View Single Post
  #9   Report Post  
Old 05-05-2004, 12:02 PM
Pat Kiewicz
 
Posts: n/a
Default tomato weather question

Hillary Israeli said:

Say I have some tomato plants and I divide them into two groups. These are
all the same type of plant and all sprouted at the same time. One group I
put outside after the last frost, but when evening temps are still dipping
into the low 40s or even high 30s. Another group I keep inside for another
month or six weeks, until the evening temps are always in the 50s. Are you
saying that the group one tomatoes will produce their crop later than the
group two tomatoes? Or when you say they "slow down," do you mean that
they will just not do much until it is warmer outside?

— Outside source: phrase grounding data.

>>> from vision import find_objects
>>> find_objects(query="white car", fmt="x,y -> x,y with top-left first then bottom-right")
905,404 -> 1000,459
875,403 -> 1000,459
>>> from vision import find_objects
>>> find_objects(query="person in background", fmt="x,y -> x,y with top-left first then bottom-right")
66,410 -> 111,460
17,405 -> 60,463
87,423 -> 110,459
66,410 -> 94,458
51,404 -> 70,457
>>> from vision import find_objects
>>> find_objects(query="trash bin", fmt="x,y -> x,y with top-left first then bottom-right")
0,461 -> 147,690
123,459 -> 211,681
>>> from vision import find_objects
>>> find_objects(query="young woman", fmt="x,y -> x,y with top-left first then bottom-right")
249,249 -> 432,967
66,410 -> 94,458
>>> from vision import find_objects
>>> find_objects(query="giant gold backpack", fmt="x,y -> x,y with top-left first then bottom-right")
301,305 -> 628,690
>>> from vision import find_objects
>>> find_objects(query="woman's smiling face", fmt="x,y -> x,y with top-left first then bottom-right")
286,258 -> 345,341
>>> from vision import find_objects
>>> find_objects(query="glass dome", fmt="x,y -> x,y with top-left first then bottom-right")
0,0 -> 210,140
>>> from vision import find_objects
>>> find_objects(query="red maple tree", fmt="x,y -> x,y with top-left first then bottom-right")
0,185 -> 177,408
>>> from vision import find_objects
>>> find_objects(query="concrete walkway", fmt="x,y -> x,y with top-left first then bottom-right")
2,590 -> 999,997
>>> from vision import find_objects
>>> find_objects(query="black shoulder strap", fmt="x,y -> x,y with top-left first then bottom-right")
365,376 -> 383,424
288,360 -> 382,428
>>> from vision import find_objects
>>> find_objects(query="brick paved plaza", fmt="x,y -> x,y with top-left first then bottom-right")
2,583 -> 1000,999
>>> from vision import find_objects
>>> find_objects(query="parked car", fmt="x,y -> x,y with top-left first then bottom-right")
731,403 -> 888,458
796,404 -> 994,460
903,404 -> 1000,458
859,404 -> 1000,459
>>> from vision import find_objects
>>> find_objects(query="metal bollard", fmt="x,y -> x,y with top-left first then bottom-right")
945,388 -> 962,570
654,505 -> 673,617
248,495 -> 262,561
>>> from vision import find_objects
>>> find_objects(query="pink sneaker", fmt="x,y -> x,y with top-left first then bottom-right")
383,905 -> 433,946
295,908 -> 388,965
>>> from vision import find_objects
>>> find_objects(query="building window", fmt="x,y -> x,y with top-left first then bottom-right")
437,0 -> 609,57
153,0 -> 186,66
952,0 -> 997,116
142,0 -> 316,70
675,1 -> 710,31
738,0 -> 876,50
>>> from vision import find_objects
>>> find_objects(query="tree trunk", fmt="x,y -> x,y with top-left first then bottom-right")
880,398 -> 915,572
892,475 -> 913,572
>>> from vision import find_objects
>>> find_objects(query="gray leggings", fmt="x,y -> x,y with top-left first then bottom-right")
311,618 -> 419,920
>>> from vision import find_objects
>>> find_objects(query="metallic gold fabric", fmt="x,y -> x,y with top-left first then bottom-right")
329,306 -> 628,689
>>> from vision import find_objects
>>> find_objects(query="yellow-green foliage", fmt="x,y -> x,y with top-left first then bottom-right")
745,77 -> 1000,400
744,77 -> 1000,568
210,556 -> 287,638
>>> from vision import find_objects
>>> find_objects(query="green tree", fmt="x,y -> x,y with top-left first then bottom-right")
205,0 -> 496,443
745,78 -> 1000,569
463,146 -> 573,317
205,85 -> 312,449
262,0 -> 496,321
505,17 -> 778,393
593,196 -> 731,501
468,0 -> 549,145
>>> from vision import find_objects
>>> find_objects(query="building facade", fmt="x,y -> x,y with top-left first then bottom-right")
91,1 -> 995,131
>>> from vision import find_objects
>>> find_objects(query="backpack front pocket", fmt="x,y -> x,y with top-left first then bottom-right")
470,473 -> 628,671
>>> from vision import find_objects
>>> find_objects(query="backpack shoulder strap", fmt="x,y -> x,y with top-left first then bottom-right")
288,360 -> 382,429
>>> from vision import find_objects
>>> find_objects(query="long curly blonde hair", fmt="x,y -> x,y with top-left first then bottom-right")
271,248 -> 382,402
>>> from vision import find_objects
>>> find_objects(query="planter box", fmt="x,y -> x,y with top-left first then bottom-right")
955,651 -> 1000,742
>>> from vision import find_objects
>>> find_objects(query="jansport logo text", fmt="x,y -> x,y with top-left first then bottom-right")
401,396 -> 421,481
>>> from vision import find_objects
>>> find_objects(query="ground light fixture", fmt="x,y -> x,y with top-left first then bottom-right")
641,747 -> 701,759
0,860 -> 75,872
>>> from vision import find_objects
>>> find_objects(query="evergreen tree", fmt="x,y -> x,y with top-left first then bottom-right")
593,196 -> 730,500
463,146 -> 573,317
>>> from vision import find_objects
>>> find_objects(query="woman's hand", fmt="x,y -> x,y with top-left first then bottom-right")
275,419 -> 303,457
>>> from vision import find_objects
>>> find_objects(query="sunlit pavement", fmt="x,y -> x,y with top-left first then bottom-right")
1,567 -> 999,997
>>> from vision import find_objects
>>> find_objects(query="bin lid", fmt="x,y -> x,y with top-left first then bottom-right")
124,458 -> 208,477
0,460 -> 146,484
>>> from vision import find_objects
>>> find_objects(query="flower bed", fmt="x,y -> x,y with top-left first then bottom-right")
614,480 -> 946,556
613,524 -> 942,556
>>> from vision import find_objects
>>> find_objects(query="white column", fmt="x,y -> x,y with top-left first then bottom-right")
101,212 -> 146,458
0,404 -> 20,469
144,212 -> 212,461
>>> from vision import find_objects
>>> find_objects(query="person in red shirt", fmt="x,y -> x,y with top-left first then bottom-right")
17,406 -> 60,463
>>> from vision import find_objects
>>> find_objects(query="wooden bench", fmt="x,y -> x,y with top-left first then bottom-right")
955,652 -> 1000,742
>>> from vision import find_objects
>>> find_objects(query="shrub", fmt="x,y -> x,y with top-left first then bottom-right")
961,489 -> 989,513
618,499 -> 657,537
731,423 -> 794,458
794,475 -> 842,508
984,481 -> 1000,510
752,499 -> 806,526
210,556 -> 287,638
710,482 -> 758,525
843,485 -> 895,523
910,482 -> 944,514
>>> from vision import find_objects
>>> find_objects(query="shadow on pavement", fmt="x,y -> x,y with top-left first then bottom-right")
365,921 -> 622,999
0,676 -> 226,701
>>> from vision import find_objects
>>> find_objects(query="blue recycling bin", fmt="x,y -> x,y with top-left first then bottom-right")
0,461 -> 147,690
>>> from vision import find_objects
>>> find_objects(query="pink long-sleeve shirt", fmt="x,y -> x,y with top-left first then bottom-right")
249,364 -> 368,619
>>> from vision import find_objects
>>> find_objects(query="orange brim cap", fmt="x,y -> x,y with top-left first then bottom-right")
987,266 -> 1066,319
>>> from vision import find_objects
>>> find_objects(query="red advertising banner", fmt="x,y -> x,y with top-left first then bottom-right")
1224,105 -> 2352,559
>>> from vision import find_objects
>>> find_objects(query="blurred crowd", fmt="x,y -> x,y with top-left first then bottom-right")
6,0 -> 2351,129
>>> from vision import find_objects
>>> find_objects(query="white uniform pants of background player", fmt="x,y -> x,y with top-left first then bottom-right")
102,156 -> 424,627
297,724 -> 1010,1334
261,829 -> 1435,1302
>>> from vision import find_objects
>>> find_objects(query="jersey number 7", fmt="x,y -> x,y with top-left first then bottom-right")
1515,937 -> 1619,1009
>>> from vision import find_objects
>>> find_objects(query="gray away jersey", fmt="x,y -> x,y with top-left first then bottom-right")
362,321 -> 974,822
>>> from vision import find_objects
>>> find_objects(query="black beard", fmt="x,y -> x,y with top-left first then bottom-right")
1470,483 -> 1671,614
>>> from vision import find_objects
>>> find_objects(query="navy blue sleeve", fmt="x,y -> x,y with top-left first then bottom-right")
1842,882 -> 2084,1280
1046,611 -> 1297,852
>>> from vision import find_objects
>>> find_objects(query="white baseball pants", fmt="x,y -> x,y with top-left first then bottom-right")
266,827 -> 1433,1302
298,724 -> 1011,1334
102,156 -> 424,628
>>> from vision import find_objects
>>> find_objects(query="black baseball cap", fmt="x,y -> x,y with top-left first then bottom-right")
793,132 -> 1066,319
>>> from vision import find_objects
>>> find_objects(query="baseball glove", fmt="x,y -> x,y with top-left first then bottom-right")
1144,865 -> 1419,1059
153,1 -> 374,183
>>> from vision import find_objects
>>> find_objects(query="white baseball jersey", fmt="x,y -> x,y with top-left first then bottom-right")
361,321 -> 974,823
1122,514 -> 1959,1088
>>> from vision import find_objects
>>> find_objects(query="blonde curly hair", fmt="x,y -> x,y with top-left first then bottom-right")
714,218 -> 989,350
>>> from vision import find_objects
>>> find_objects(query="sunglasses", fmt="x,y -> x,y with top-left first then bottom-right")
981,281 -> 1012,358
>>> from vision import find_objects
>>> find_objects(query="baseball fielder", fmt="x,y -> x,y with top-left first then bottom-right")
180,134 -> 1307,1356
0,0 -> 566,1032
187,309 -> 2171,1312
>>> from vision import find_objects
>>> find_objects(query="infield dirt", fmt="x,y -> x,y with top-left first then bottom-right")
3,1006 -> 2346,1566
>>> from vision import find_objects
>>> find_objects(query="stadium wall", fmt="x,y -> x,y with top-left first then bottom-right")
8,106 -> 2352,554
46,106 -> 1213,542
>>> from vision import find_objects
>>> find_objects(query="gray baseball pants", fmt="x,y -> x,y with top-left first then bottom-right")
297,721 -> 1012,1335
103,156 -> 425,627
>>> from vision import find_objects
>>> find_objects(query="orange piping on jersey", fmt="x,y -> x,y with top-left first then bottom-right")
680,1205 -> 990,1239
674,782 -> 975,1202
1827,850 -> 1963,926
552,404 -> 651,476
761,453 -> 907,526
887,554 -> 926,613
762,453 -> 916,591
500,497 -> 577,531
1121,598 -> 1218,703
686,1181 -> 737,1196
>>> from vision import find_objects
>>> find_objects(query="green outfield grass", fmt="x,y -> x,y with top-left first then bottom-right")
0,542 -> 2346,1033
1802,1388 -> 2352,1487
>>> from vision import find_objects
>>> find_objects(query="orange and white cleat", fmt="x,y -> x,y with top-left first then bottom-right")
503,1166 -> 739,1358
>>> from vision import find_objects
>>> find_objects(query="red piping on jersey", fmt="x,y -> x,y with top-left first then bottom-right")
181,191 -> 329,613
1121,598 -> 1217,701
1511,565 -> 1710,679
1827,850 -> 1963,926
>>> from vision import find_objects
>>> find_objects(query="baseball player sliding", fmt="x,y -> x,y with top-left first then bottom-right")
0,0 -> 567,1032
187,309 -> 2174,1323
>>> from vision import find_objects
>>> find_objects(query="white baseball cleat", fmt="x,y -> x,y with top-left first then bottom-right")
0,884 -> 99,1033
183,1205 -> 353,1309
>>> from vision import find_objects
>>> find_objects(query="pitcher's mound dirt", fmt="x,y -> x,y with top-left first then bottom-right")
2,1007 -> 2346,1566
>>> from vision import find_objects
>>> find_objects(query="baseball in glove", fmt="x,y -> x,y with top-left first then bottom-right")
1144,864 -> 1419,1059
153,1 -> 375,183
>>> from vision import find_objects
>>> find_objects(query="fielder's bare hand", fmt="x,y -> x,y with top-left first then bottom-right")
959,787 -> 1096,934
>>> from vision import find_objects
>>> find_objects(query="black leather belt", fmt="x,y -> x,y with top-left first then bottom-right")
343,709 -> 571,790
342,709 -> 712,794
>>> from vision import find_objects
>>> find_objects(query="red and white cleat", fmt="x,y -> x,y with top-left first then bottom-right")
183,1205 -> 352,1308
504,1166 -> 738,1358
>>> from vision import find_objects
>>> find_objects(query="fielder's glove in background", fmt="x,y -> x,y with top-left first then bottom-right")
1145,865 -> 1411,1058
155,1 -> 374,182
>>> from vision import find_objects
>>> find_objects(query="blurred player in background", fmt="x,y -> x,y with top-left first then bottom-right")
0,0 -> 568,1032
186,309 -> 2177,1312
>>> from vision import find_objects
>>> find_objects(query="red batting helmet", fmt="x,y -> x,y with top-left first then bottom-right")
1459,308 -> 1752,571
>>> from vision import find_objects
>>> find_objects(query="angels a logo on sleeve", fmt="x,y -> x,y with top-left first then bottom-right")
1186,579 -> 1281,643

Assuming that the early group doesn't actually get damaged by frosts
(which have occured in my garden in the last half of May) they will not
bear any earlier than later planted tomatoes.

Personally, rushing them out has no gain with the potential for loss or
having to do a lot of extra fiddly work protecting them from frost. So
what's the advantage? I start my plants late enough indoors so I'm
not forced to rush them out, and set them out when it's warm enough
not to check their growth.
--
Pat in Plymouth MI ('someplace.net' is comcast)

Any technology distinguishable from magic is insufficiently advanced.